In my previous post about sentiment polarity, I talked about results from Pang et al (2002). One of the conclusions in that paper was that the presence of sentiment words led to better classification results than the frequency of words. In my experiment in that post, I used tf-idf, a frequency-based measure. I ran some additional experiments a few days ago when I woke up way too early using presence (binary) weights. The result was a slight improvement over tf-idf: 86.1% versus 85.7%. If we ignore document frequency and just use term frequency, the results were terrible: about 76%. So presence versus term frequency is much better, but presence versus tf-idf isn’t much better.

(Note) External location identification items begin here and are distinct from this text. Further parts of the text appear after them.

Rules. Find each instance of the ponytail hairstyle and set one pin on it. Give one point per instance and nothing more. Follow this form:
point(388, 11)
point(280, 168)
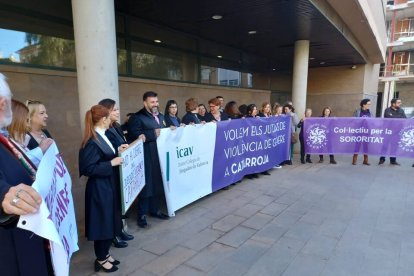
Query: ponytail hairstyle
point(92, 117)
point(18, 127)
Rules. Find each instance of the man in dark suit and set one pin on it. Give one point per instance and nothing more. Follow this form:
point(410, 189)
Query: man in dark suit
point(149, 121)
point(22, 252)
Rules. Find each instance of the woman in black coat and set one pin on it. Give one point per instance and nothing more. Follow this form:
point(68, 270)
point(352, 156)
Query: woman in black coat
point(215, 115)
point(171, 114)
point(116, 137)
point(191, 117)
point(37, 123)
point(97, 161)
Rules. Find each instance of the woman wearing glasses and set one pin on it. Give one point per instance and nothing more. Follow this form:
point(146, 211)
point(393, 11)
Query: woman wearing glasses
point(215, 115)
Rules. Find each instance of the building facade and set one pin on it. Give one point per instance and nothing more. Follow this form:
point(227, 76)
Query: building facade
point(397, 73)
point(71, 54)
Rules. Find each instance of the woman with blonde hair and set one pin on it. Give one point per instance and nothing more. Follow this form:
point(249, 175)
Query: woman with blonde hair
point(266, 110)
point(37, 120)
point(277, 109)
point(18, 132)
point(97, 161)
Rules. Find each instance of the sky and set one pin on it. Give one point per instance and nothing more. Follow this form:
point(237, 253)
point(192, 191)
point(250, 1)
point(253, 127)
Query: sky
point(10, 42)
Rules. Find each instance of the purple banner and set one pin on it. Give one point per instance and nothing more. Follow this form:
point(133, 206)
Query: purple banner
point(373, 136)
point(247, 146)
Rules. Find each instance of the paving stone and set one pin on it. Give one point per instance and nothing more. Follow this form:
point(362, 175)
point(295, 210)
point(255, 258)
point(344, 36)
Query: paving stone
point(321, 246)
point(210, 256)
point(305, 265)
point(169, 261)
point(344, 263)
point(287, 219)
point(257, 221)
point(333, 228)
point(270, 233)
point(237, 236)
point(197, 225)
point(227, 223)
point(263, 200)
point(274, 209)
point(202, 239)
point(183, 270)
point(248, 210)
point(165, 243)
point(277, 258)
point(302, 231)
point(390, 242)
point(313, 217)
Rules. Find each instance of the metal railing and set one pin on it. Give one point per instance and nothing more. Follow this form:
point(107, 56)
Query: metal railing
point(406, 69)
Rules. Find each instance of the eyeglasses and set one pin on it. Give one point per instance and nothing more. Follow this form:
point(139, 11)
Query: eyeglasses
point(32, 102)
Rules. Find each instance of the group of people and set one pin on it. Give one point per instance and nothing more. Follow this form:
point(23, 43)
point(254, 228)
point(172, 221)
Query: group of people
point(24, 139)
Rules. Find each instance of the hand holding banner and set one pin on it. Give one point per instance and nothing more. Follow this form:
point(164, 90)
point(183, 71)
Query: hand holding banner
point(132, 173)
point(55, 219)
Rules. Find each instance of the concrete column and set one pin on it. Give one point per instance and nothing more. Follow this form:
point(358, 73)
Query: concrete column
point(300, 76)
point(189, 68)
point(96, 58)
point(388, 95)
point(245, 80)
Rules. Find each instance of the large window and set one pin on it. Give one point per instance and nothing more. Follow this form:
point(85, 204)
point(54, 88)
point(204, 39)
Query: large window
point(143, 51)
point(28, 48)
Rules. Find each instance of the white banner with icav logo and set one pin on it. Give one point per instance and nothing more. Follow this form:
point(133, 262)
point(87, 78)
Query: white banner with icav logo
point(186, 163)
point(55, 219)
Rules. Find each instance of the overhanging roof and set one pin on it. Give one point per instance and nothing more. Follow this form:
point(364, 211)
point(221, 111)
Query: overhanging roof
point(278, 24)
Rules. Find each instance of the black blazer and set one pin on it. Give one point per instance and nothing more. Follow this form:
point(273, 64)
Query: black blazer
point(116, 136)
point(102, 221)
point(169, 122)
point(33, 143)
point(143, 122)
point(190, 117)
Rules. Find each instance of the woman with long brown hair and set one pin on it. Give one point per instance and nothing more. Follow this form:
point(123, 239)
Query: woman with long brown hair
point(97, 161)
point(326, 113)
point(118, 141)
point(37, 123)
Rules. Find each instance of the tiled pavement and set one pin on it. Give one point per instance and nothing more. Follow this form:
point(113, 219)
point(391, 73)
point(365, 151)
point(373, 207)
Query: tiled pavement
point(313, 219)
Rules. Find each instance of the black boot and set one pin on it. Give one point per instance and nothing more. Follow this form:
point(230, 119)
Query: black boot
point(142, 221)
point(125, 236)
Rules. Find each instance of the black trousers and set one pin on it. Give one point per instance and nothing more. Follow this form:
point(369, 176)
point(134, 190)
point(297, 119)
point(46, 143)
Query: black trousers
point(302, 150)
point(392, 159)
point(148, 205)
point(331, 157)
point(102, 249)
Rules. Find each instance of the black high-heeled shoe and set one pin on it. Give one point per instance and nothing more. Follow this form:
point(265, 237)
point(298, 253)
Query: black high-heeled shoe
point(114, 262)
point(99, 266)
point(119, 243)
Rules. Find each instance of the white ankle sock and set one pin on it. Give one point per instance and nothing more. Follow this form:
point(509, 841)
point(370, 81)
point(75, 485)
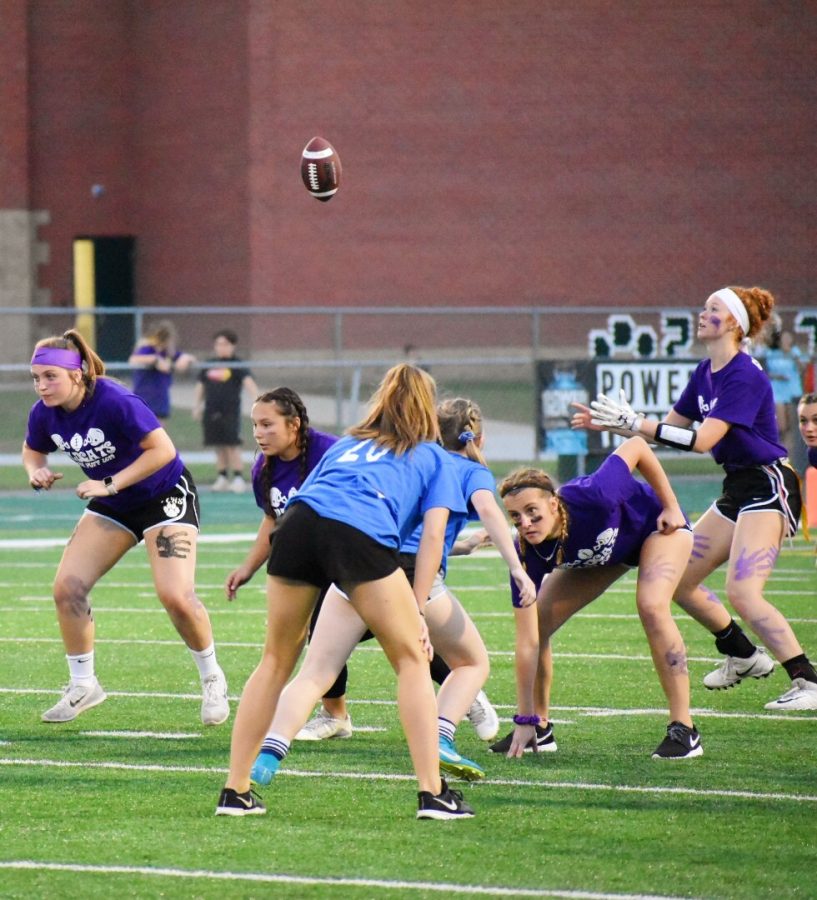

Or is it? Even more experiments with tf-idf produced an accuracy of 86.8%. All of this is based on 10-fold cross validation using the Pang and Lee (2004) data set, just so we’re clear. This seems to contradict their results. Of course, I wasn’t able to reproduce their results identically, even though I am using the folds exactly as they described. This may be due to a pre-processing step I am skipping (or doing extra). They mention length-normalizing the vectors, which I don’t usually bother with. It’s an oft-suggested thing to do with svms, but I have yet to have it actually help me.
So I tried normalizing. It hurt results for tf-idf, dropping it to 86.6%. It made no difference for presence, which stayed at 86.1%. No surprises there.
My results contradict Pang et al (2002) in that tf-idf (frequency-based) out-performs presence. If I made a mistake, where was it? I wish their source code were made available. I guess I could always ask. There is usually some voodoo involved that isn’t obvious (to me) in the paper. This is a-whole-nother topic, one discussed with far more eloquence (pdf warning) by Ted Pedersen in the latest issue of Computational Linguistics.
References
Bo Pang, Lillian Lee, and Shivakumar Vaithyanathan. “Thumbs Up? Sentiment Classification Using Machine Learning Techniques.” In Proceedings of the ACL 02 conference on Empirical Methods in Natural Language Processing – Volume 10, July 2002. [pdf]
Bo Pang and Lillian Lee. “A Sentimental Education: Sentiment Analysis Using Subjectivity Summarization Based on Minimum Cuts.” In Proceedings of the ACL, 2004. [pdf]



[...] October 2008 in computational linguistics Well to answer the question I posed in my last post: presence is indeed better than frequency! My previous experiments led me to the opposite [...]
You should probably check one of the older papers about document classification (I think it was by D. Lewis in the 90s)?
If I understand correctly, sentiment classification is like document classification in some sense, same input, only the output is not exactly a topic, but the polarity of the document.
Anyway, in that paper they give overview of all kind of representations (tf-idf, frequency, presence, etc.) and *maybe* explain why or when one might be better than the other…
By the way – I just tried to post a comment, and I did not enter my details. The error made me type the whole comment again (when I clicked back on the browser)! :) something for your attention…
In my experiments, presence seems to be outperforming tf-idf too. ( 87% vs. 85 ) But, I have not normalized tf-idf.